- Born: 20 May 1930 Gloucester, England
- Died: 1 March 2021 (aged 90)
- Occupation: Stuntman

= Dick Sheppard (stuntman) =

British stuntman

Dick Sheppard (20 May 1930 – 1 March 2021), nicknamed "Daredevil Dick", was a British stuntman.

== Life and career ==
Sheppard was born in Gloucester. He attended Calton Road Junior and Crypt Grammar School. He was accepted by Cambridge University, but declined the acceptance for a job in a motorcycle shop. He owned the Whitepost Garage in Bristol Road. He was a member of the Dare Devils' Disaster Squad, and the Motor Stunt Team.

In 1969, Sheppard held the record of riding through a 30 foot tunnel of fire, and he performed as a stunt driver in the film The Italian Job. He also performed stunts in the films Thunderball and Diamonds Are Forever, and understudied for Sean Connery in a James Bond film.

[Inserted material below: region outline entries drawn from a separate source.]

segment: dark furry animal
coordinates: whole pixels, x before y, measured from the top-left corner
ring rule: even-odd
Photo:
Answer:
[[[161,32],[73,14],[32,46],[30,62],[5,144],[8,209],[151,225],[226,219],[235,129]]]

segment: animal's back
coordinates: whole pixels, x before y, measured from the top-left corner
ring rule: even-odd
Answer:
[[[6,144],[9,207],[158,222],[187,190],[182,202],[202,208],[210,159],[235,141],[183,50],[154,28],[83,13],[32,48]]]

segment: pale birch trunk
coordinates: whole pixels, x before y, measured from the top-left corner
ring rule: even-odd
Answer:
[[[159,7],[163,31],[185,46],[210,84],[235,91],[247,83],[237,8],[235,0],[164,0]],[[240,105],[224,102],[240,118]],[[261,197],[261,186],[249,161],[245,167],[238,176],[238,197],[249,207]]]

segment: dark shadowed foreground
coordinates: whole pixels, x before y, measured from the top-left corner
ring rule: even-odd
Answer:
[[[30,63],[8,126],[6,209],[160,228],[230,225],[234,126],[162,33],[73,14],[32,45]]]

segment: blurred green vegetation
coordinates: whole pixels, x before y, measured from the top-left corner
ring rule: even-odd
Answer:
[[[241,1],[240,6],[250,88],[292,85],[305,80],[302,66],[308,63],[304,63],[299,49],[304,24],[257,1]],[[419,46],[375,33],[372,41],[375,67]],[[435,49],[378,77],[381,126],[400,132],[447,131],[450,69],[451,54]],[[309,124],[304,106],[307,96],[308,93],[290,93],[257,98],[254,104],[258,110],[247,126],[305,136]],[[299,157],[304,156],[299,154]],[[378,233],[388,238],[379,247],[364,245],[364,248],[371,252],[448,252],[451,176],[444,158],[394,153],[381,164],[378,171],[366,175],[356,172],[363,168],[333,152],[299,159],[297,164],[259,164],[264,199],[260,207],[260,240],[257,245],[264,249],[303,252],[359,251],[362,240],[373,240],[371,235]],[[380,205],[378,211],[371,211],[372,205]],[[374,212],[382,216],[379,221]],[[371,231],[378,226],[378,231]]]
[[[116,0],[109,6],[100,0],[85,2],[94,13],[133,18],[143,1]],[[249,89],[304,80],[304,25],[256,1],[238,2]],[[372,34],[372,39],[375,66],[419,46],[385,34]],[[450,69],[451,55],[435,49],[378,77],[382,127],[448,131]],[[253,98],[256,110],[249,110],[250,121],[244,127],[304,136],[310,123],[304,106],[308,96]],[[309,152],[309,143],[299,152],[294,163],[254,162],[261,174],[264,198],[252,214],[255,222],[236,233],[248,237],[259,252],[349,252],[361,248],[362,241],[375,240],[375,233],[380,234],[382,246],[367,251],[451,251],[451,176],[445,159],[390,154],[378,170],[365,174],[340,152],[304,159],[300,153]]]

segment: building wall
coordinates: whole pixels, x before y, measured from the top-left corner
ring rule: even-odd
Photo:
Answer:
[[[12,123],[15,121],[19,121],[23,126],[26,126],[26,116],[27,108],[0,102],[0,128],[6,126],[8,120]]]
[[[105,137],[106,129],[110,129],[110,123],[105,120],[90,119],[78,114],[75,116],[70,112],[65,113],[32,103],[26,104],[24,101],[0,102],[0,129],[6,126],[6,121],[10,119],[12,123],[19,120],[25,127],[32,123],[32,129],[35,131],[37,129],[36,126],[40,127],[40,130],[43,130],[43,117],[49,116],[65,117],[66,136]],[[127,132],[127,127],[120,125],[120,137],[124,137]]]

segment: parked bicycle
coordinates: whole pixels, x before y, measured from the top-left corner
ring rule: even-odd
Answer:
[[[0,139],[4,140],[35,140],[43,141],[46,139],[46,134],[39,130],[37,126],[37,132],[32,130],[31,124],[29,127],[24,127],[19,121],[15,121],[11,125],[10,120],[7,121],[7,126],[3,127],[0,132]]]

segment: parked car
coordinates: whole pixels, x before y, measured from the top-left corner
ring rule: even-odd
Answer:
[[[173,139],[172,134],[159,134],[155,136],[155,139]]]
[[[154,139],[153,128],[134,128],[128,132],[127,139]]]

According to the Western Daily Press, in 1973, he stated that "he has destroyed more vehicles than anyone in the world". In the same year, he received injuries when he fell of his motorcycle after losing consciousness during a tunnel fire ride in Leek, Staffordshire.

Sheppard retired in 1993, and according to his Stroud News & Journal obituary, he wrecked over 2,000 cars.

== Death ==
Sheppard died on 1 March 2021, at the age of 90.